This collection of fifteen short stories (which I heard about via Goodreads then saw at the library) has been good jury duty reading, by which I mean it’s light and easy enough that I could comfortably read it during breaks, even if several simultaneous conversations were happening around me. “Light and easy,” though, isn’t necessarily my favorite kind of short story, and I found myself wanting more interest, more weirdness, more challenge.
All the stories are about looking for love online, which is a reasonably interesting conceit, but I probably would have liked the book more if there had been some queer relationships rather than all the stories being about male/female romance. Note that I didn’t say “man/woman romance” there: the book’s final story, “Stupid Humans,” is about a deer and a polar bear. This is probably my favorite story in the book: I like the quirkiness of the premise and the humor and poignancy of the plot. I like sentences like: “It is a little bit hard for polar bears to hit the right keys sometimes, with those big paws” (234). I like the fact that the polar bear and the deer meet in a climate change chat room on a site that isn’t really a dating site, and I like the details of their flirtation. Other highlights of the book for me included “Love, Really,” which is narrated in the second person and tells the story of the arc of a relationship through the repetition of the phrase “this is the part where,” and “Limerence,” because it focuses on a man’s infatuation rather than a woman’s. I also appreciated the structure of “Love Quiz,” which offers three possible endings, ranging from anodyne to sweet to gritty, and some of the descriptions of falling for someone in “Dog People,” like a character who feels like “anticipation had opened the gates of her senses; she was noticing more things around her than usual” (184).
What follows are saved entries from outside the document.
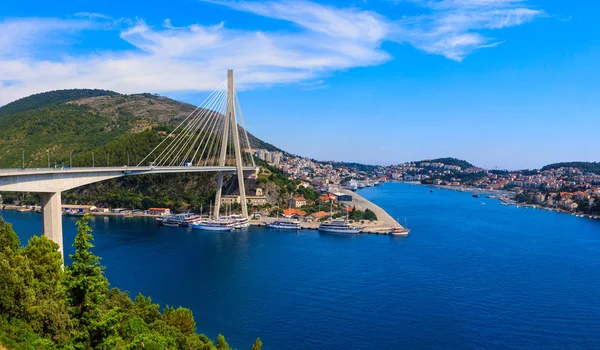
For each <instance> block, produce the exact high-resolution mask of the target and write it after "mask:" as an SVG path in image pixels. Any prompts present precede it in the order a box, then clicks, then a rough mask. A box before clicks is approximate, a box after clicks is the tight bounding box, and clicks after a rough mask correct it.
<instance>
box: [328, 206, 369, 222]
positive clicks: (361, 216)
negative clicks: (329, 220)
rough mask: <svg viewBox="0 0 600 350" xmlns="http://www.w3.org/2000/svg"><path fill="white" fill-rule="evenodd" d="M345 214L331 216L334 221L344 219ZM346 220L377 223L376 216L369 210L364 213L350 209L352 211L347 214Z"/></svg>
mask: <svg viewBox="0 0 600 350" xmlns="http://www.w3.org/2000/svg"><path fill="white" fill-rule="evenodd" d="M345 217H346V213H337V214H335V215H333V218H334V219H337V218H345ZM348 219H349V220H352V221H361V220H366V221H377V214H375V213H374V212H373V211H372V210H371V209H368V208H367V209H366V210H365V211H361V210H358V209H356V208H352V210H351V211H350V212H349V213H348Z"/></svg>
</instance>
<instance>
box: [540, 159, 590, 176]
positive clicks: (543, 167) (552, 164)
mask: <svg viewBox="0 0 600 350" xmlns="http://www.w3.org/2000/svg"><path fill="white" fill-rule="evenodd" d="M558 168H578V169H579V170H581V171H583V172H584V173H594V174H600V162H563V163H554V164H548V165H546V166H544V167H543V168H542V169H541V170H542V171H544V170H550V169H558Z"/></svg>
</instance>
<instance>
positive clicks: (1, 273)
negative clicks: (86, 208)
mask: <svg viewBox="0 0 600 350" xmlns="http://www.w3.org/2000/svg"><path fill="white" fill-rule="evenodd" d="M92 240H93V237H92V235H91V229H90V227H89V226H88V223H87V218H85V217H84V218H83V219H81V220H80V221H79V222H78V223H77V236H76V237H75V242H74V244H73V246H74V247H75V248H76V251H75V254H73V255H71V256H70V257H71V259H72V260H73V264H72V265H71V266H66V267H65V271H64V272H63V269H62V267H61V266H62V258H61V255H60V253H59V252H58V245H57V244H56V243H54V242H52V241H50V240H48V239H47V238H46V237H44V236H41V237H38V236H36V237H32V238H31V239H30V240H29V242H28V243H27V246H26V247H24V248H22V247H20V242H19V239H18V237H17V235H16V234H15V232H14V231H13V230H12V227H11V225H10V224H7V223H5V222H4V221H3V220H2V219H0V276H2V281H1V283H0V344H2V345H3V346H6V347H8V348H10V349H204V350H211V349H219V350H222V349H230V347H229V345H228V344H227V342H226V341H225V338H224V337H223V336H222V335H219V337H218V339H217V341H216V343H213V342H212V341H211V340H210V339H208V338H207V337H206V336H205V335H202V334H197V333H196V322H195V321H194V317H193V315H192V313H191V311H190V310H189V309H185V308H181V307H178V308H173V307H170V306H166V307H165V308H164V309H163V310H162V311H161V310H160V306H159V305H158V304H154V303H152V299H151V298H149V297H148V298H147V297H144V296H143V295H141V294H140V295H138V296H137V297H136V298H135V300H131V298H130V297H129V294H128V293H127V292H122V291H120V290H119V289H117V288H110V287H109V282H108V280H107V279H106V277H105V276H104V267H102V266H101V265H100V258H99V257H97V256H95V255H94V254H93V253H92V252H91V251H90V249H91V248H93V245H92V243H91V241H92ZM1 347H2V346H0V348H1ZM261 347H262V342H261V341H260V339H257V340H256V342H255V344H254V345H253V346H252V349H256V350H260V349H261Z"/></svg>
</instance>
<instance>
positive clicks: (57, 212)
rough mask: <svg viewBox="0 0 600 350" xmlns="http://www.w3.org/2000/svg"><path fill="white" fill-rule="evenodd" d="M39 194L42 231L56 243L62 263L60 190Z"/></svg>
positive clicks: (60, 204)
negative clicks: (41, 204) (40, 201)
mask: <svg viewBox="0 0 600 350" xmlns="http://www.w3.org/2000/svg"><path fill="white" fill-rule="evenodd" d="M40 195H41V197H42V231H43V233H44V235H45V236H46V237H48V238H49V239H50V240H52V241H53V242H54V243H56V244H58V247H59V248H58V250H59V251H60V254H61V255H62V256H63V265H64V258H65V255H64V249H63V242H62V207H61V194H60V192H50V193H48V192H45V193H40Z"/></svg>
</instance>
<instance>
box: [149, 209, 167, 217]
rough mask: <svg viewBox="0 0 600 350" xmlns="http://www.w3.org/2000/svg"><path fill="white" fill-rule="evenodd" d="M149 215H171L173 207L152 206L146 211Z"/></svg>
mask: <svg viewBox="0 0 600 350" xmlns="http://www.w3.org/2000/svg"><path fill="white" fill-rule="evenodd" d="M146 213H147V214H149V215H162V216H165V215H171V209H169V208H150V209H148V210H147V211H146Z"/></svg>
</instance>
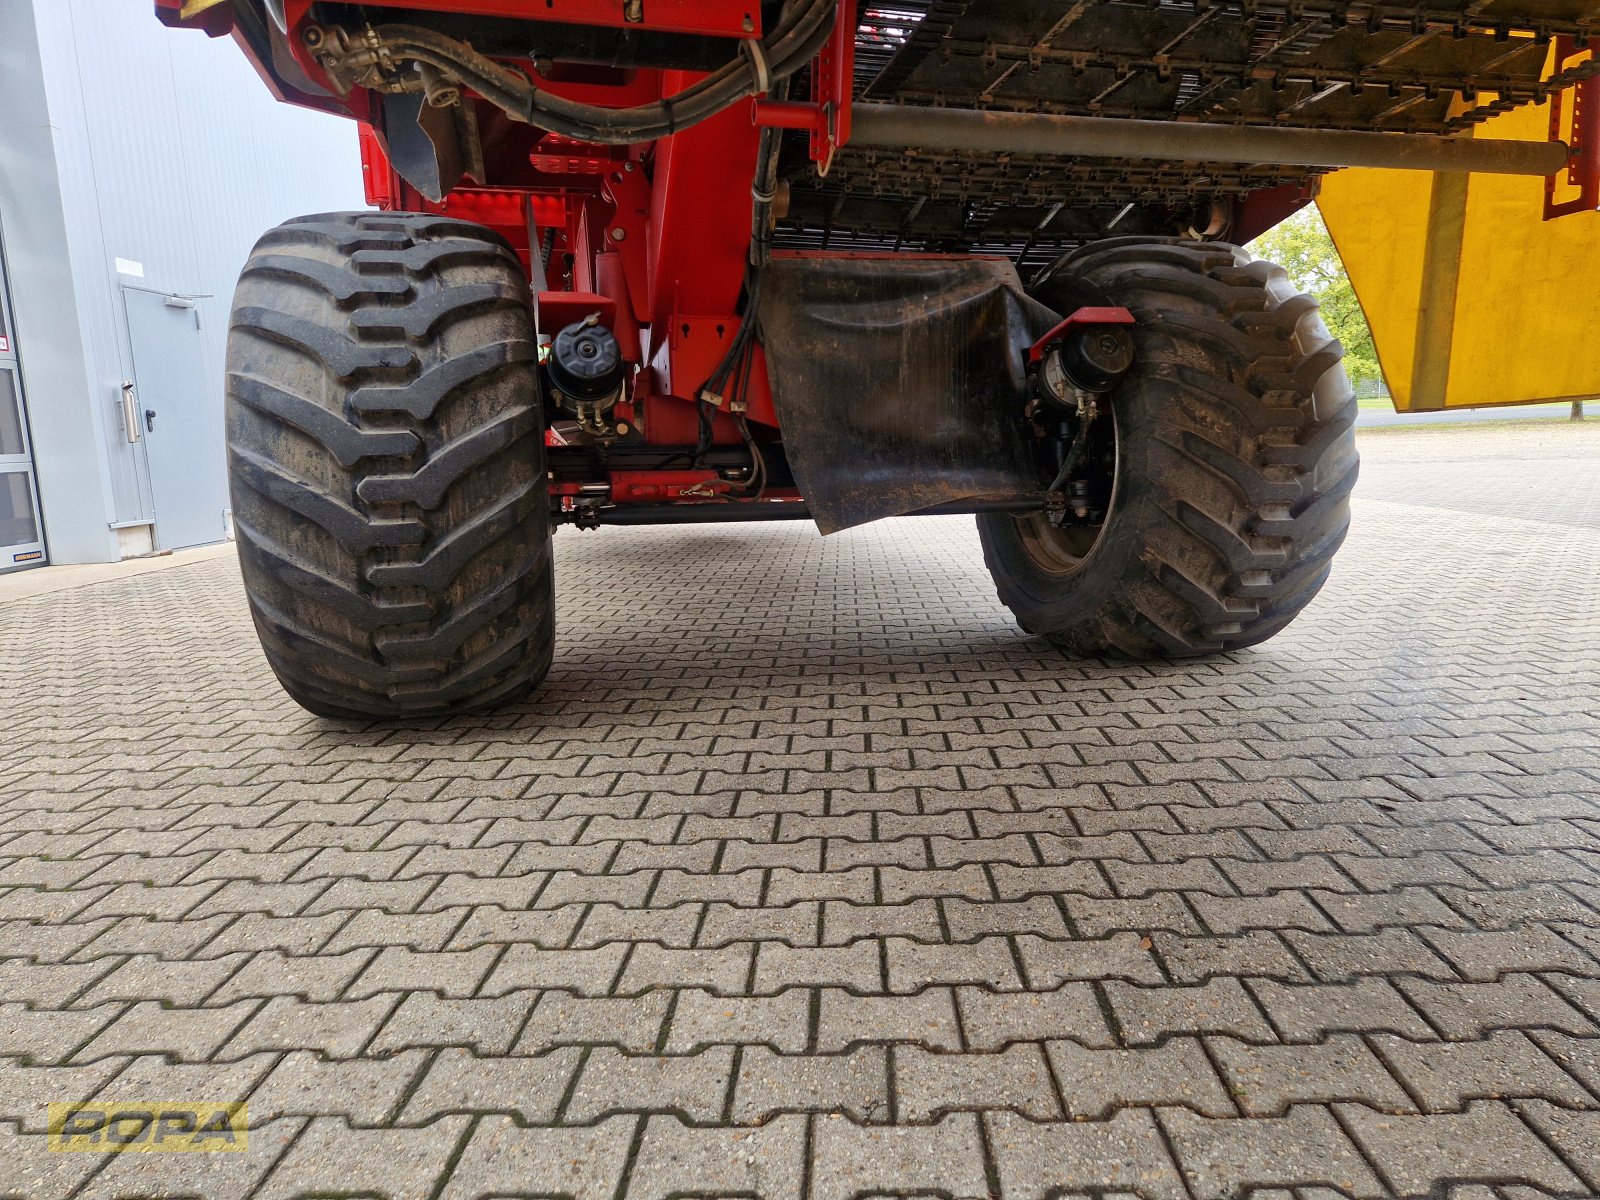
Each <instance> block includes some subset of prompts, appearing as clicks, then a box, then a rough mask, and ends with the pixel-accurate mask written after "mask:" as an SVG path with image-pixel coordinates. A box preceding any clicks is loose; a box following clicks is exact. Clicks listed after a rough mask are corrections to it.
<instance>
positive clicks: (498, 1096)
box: [398, 1046, 582, 1125]
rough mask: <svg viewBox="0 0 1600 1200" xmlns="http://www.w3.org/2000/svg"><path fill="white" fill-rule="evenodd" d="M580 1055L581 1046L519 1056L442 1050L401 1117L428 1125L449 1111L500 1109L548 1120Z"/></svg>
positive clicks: (420, 1080) (568, 1085) (424, 1074)
mask: <svg viewBox="0 0 1600 1200" xmlns="http://www.w3.org/2000/svg"><path fill="white" fill-rule="evenodd" d="M581 1061H582V1051H581V1050H579V1048H578V1046H558V1048H557V1050H550V1051H546V1053H544V1054H528V1056H515V1058H478V1056H477V1054H474V1053H472V1051H470V1050H466V1048H462V1046H453V1048H448V1050H442V1051H438V1054H435V1056H434V1059H432V1062H429V1066H427V1069H426V1072H424V1074H422V1078H421V1080H419V1082H418V1083H416V1090H414V1091H411V1094H410V1096H406V1098H405V1109H403V1110H402V1112H400V1115H398V1123H400V1125H429V1123H430V1122H434V1118H437V1117H440V1115H443V1114H451V1112H502V1114H510V1115H514V1117H517V1118H518V1120H522V1122H525V1123H530V1125H544V1123H550V1122H554V1120H555V1117H557V1114H558V1112H560V1107H562V1099H563V1098H565V1096H566V1093H568V1090H570V1088H571V1080H573V1074H574V1072H576V1070H578V1067H579V1062H581Z"/></svg>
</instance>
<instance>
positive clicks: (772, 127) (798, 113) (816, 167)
mask: <svg viewBox="0 0 1600 1200" xmlns="http://www.w3.org/2000/svg"><path fill="white" fill-rule="evenodd" d="M854 93H856V0H838V16H837V19H835V24H834V34H832V37H829V40H827V45H824V46H822V50H821V51H818V56H816V61H814V62H813V64H811V96H813V99H811V101H806V102H781V101H766V99H757V101H755V106H754V120H755V123H757V125H760V126H763V128H768V126H771V128H776V130H805V131H808V133H810V134H811V162H814V163H816V168H818V173H819V174H827V173H829V170H830V168H832V165H834V155H835V154H838V150H840V147H843V146H845V144H848V142H850V118H851V110H853V104H854Z"/></svg>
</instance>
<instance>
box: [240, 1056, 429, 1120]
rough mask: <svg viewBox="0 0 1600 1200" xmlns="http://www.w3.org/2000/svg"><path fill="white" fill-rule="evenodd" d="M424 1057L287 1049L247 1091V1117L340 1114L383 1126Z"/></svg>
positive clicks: (400, 1097) (260, 1117) (270, 1119)
mask: <svg viewBox="0 0 1600 1200" xmlns="http://www.w3.org/2000/svg"><path fill="white" fill-rule="evenodd" d="M426 1058H427V1054H426V1051H421V1050H410V1051H405V1053H402V1054H395V1056H392V1058H382V1059H373V1058H362V1059H342V1061H339V1059H323V1058H320V1056H318V1054H312V1053H310V1051H306V1050H298V1051H294V1053H291V1054H285V1056H283V1058H282V1059H280V1061H278V1064H277V1066H275V1067H274V1069H272V1074H269V1075H267V1077H266V1078H264V1080H262V1082H261V1083H259V1085H258V1086H256V1088H254V1090H253V1091H251V1093H250V1120H251V1122H266V1120H274V1118H275V1117H342V1118H344V1120H346V1122H349V1123H350V1125H358V1126H374V1125H384V1123H386V1122H387V1120H390V1118H392V1117H394V1114H395V1110H397V1109H398V1107H400V1101H402V1099H403V1098H405V1094H406V1090H408V1088H410V1086H411V1083H413V1082H414V1080H416V1077H418V1075H419V1074H421V1070H422V1062H424V1059H426Z"/></svg>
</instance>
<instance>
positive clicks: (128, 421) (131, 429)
mask: <svg viewBox="0 0 1600 1200" xmlns="http://www.w3.org/2000/svg"><path fill="white" fill-rule="evenodd" d="M122 432H123V434H125V435H126V437H128V442H130V445H131V443H134V442H138V440H139V438H141V437H142V435H141V434H139V400H138V395H136V394H134V390H133V379H128V381H126V382H125V384H123V386H122Z"/></svg>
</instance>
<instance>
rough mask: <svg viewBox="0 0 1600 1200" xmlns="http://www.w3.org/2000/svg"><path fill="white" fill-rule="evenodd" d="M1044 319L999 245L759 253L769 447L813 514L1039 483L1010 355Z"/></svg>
mask: <svg viewBox="0 0 1600 1200" xmlns="http://www.w3.org/2000/svg"><path fill="white" fill-rule="evenodd" d="M1058 320H1059V318H1058V317H1056V314H1054V312H1051V310H1050V309H1046V307H1043V306H1042V304H1035V302H1034V301H1030V299H1029V298H1027V296H1026V294H1024V293H1022V283H1021V280H1018V275H1016V270H1014V269H1013V267H1011V264H1010V262H1008V261H1005V259H976V258H910V256H899V254H896V256H874V258H866V256H862V258H834V256H805V254H795V256H784V258H778V259H774V261H773V262H771V264H768V266H766V267H765V278H763V280H762V338H763V344H765V349H766V362H768V368H770V371H771V382H773V395H774V402H776V405H778V419H779V422H781V426H782V430H784V448H786V451H787V454H789V464H790V466H792V467H794V474H795V480H797V482H798V485H800V491H802V493H803V494H805V498H806V502H808V504H810V507H811V515H813V517H814V518H816V523H818V528H819V530H821V531H822V533H837V531H838V530H846V528H850V526H851V525H864V523H866V522H872V520H878V518H880V517H896V515H899V514H906V512H918V510H922V509H931V507H934V506H939V504H950V502H955V501H979V499H982V501H1016V499H1024V498H1029V496H1038V493H1040V488H1042V480H1040V477H1038V469H1037V466H1035V464H1034V454H1032V450H1030V448H1029V442H1027V437H1026V427H1024V421H1022V408H1024V406H1026V403H1027V397H1026V370H1024V360H1026V350H1027V347H1029V346H1030V344H1032V342H1034V339H1035V338H1038V336H1042V334H1045V333H1048V331H1050V330H1051V328H1053V326H1054V325H1056V322H1058Z"/></svg>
Or this part, from the same story:
She felt as if she was inhabiting her body in a new way, more consciously, and she felt an awareness of every step, the way her hands did things like tuck back a stray hair. The automaticness of her seemed to be laid bare, and it was as if she was seeing that for the first time. (190)
Elsewhere in the book, certain repetitions bugged me: two stories involve women sending pictures of their kayaks (with or without themselves) to potential dates; two stories mention The Good Earth; two stories talk about how guys who are balding always wear hats. And I sometimes found myself not quite believing in the characters/their world, or maybe just not interested enough: the middle-aged women worrying about finding love before it’s too late, the apple-martini-drinking New York girl, the woman who chats online with a guy for two months before suggesting they meet, the man and woman who joke that they “define the gender wars” because he likes Billy Collins and Nirvana and she likes Anne Sexton and Tori Amos.